The BEAM Architecture

For the first few days, Mnemosyne was basically a notepad. You wrote something down, you could find it later. Simple. But as I started using it with real conversations, I noticed a problem: not all memories are equal, and treating them that way makes your AI dumber than it needs to be.

Here's what I mean. When you tell an agent "I'm a Python developer," that's a fact. It should stick around forever. When you say "I'm debugging a database issue right now," that's temporary context. It matters for the next hour, not the next year. When you describe how you like your code formatted, that's a preference. It should influence behavior but not clutter every search result. And the ongoing conversation itself? That's a story that needs to be recalled chronologically.

Four memories, one system

I sketched out what would become BEAM on a piece of scrap paper. Four memory types, each with its own storage strategy and retrieval logic. Working memory for temporary context. Episodic memory for the narrative of your relationship.

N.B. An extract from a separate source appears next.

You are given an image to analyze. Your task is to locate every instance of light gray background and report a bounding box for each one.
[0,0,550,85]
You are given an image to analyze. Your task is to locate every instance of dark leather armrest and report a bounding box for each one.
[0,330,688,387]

Semantic memory for facts and preferences. Procedural memory for how you like things done.

The hard part wasn't the concept. The hard part was making them work together without turning every query into a slow, expensive mess. I needed fast vector search for semantic similarity. I needed full-text search for exact matching. I needed temporal queries for "what happened last Tuesday." And I needed all of it in SQLite.

sqlite-vec and FTS5

sqlite-vec is a loadable SQLite extension that gives you vector search without a separate database. FTS5 is SQLite's built-in full-text search engine. Together, they let you do hybrid scoring: combine semantic similarity with keyword relevance in a single query. It's not as fancy as a dedicated vector database, but it lives in the same file as everything else. No network calls. No separate process. No additional dependency beyond a shared library.

Getting them to play nice took some doing. The sqlite-vec extension needs to be compiled for your platform. FTS5 has its own query syntax that doesn't quite match what you'd expect. And hybrid scoring requires careful weighting: too much vector and you miss exact matches; too much text and you miss conceptual similarity.

The first consolidation

Once I had four memory types working, I hit another problem: memories accumulate. Fast. A busy agent might create hundreds of working memory entries per day. Search gets slower. Storage grows. Old temporary context starts drowning out important facts.

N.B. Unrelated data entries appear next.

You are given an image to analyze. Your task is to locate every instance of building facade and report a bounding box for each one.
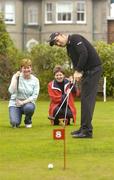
[0,0,111,49]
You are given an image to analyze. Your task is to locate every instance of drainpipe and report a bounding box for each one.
[92,0,94,41]
[22,0,25,50]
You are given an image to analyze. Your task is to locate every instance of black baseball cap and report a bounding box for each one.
[48,32,60,46]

I built the first consolidation system on day five. It was simple: summarize old working memories, merge duplicate semantic facts, and archive episodic memories that hadn't been accessed in a while. The agent could call a `sleep()` function to trigger it, like a nightly cleanup routine. It wasn't elegant, but it worked. And it taught me something important: memory systems need to forget strategically, not just remember everything.

What I learned

The BEAM architecture wasn't planned. It emerged from watching the system struggle with real conversations and fixing the specific problems that came up. Working memory was too noisy. Semantic memory was too slow to retrieve. Episodic memory lacked chronology. Each fix added a new type, and eventually the four-type system just... made sense.

The benchmarks I ran that week showed the payoff. LongMemEval scores jumped from "embarrassing" to "competitive with cloud providers." Response times stayed under a millisecond for typical queries. And the whole thing still ran on a single SQLite file. Not bad for a week's work. But the real test was still ahead: making it work with something other than my own hacked-together scripts.